In his role as president of a professional group, the Golf Course Superintendent Association of America (GCSAA), he has had the opportunity to travel extensively. He decided his trip to Scotland – St Andrews in particular – would be the perfect time to take advantage of this club. He got into the full story and even toured Old Tom’s shop, located on the 18th green.

He likes how the golf club brand – and the game in general – has evolved over hundreds of years.

Supervising golf course renovations has made him think about how he approaches his own golf maintenance job.

In the early days of golf, golfers did not have expensive, rambling golf clubs or specially designed, well-maintained golf courses. “That was the best you could do,” he said.

Today, Hims considers all of the additional benefits golfers can claim.
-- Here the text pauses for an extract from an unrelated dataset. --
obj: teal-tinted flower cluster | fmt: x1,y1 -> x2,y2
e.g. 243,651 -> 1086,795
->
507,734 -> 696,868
Although his tenure on the GCSAA board of directors ended in 2017, he and two others are attempting an annual trip.

He loves the game and he loves the story that goes with it.

He’s working with another former GCSAA President and CEO to tackle the game’s challenge.

“Golf is not that good, but we have a lot of fun,” he said with a laugh.

He has played on several golf courses around the world including Royal Melbourne in Australia, Shanqin Bay on Hainan Island, China and Tara ITI Country Club in New Zealand.

His goal is to play as many top 100 golf courses in the country as possible. It’s now at # 64.

“Because I am proud of this achievement, I have played against Augusta National and all of the United States’ top 10, according to the latest list from Golf Digest!” he said.